Opinión

Carnaval de Viana

Carnaval, carnaval. El cojo grita: ¡lo bailado… bailado!

Tambores en la ciudad, golpeados con frenesí, rompen el aire. Y aquel vestido carmesí, que luce con distinción un barbudo del Potosí. 

Y desfilan con ritmos diferentes, una vieja con bigote, un obispo gordinflón, delicado pitiminí, que reza con fruición y bendice con hisopo de cartón; un guardia civil, un barbero, un peregrino, tres falsas chicas, un soldado portugués, un romano y veinte negros, cantando todo en inglés.

Y este grupo demente, desequilibrado, chiflado, neurasténico, tocado, histérico, alucinado, enajenado…

De manera muy cabal, expresan con su vértigo, que le queda poco tiempo a este mundo tan carnal. Y se oirá para todos, definitiva, la trompeta del final.

Se ríe sin ganas y con ganas. Se golpean las azadas. Bailan todos locos, con disfraces y coloridos flecos, campanillas y esquilones, harina blanca y hormigas rojas…Carne y más carne congelada, subastan en los rincones…

Un cojo grita: ¡Lo bailado… bailado!…Y no estuvo tan mal.

Pero irremediable…nadie podrá pararlo. Y quieras o no quieras… Te parezca bien o mal… El ángel de la corneta y la vieja de la guadaña, llegarán a la tarde de tu vida, y bien cabrones… a la fiesta de tu carnaval.

Así lo describí en el poemario “El corazón de felpa” (2016). Hoy lo traigo, no por una vana fachenda, sino porque un poema ya pronunciado no ha de volver jamás a su carcaj sin que la gente lo aprenda.

Terminado, hace nada, ese tiempo de ternura, estamos ya en éste del carnaval en el que los ruidos, golpes, carrozas, tambores… te hacen penetrar en tu parte terrenal, esa que te hace sentirte vivo, bebiendo el mejor vino y comiendo a dos carrillos la huesuda y gordísima androlla que se abre el pecho para que la comas de arriba abajo, y lo hagas con desparpajo.

Y si preguntas el porqué de tanta harina que se arroja sobre cada vecino y vecina, que se esparce por las calles como una hermosa neblina, vamos a decirte que pintados, todos somos iguales. Seamos ricos o pobres, reyes, alcaldes, autoridades. Gruesos, bajos, altos, o flacos. Muertos y vivos. Se me ocurre que las ánimas de los antiguos así, con harina pintados, si volviesen al carnaval pasarían desapercibidos y estarían por todos los lados. 

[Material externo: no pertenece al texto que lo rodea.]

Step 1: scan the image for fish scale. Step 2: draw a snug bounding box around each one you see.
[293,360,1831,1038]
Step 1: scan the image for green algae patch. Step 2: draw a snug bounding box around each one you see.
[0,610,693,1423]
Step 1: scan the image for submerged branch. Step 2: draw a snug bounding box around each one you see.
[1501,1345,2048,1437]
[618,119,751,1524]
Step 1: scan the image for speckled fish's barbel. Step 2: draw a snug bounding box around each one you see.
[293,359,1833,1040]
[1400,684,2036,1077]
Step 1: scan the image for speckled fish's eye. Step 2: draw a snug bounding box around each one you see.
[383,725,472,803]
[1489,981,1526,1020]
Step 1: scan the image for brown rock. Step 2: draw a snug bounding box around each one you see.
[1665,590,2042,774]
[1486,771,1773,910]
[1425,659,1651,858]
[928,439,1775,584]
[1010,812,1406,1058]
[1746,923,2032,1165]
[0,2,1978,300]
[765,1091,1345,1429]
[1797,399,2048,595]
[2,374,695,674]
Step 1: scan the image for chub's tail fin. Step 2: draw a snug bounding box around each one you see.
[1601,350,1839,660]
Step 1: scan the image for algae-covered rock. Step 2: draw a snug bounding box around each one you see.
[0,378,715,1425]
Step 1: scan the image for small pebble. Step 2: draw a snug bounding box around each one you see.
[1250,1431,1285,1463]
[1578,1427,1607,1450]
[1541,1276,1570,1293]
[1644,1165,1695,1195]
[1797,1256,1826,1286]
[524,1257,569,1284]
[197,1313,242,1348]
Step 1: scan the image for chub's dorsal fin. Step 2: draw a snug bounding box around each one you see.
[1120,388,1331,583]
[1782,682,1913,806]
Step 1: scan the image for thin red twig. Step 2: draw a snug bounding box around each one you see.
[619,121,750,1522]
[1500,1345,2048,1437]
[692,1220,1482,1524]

Porque quién puede jurar que aquel o aquella que baila contigo, pongamos un martes de carnaval, no es aquel o aquella de tu pueblo que se fue al otro barrio, hace cuatro, siete, treinta o trescientos años.

Desde más arriba, desde lejos, viene el ruido de los bombos, y el rebato es infernal. El sol se sube como un chico a la torre del homenaje. El estruendo produce primero susto, luego pavor y miedo. Al menos 52 tribus, aquellas de otros tiempos, avanzan por los caminos pedregosos y polvorientos. La sangre corre por las manos de los que golpean los cueros.

De manera muy cabal, expresan con su vértigo, que le queda poco tiempo a este mundo tan carnal. Y se oirá para todos, definitiva, la trompeta del final.

Y cantaremos con Amalia: Si la sangre no me engaña, como engaña la fantasía… diremos con alegría: “Hemos de ir a Viana”.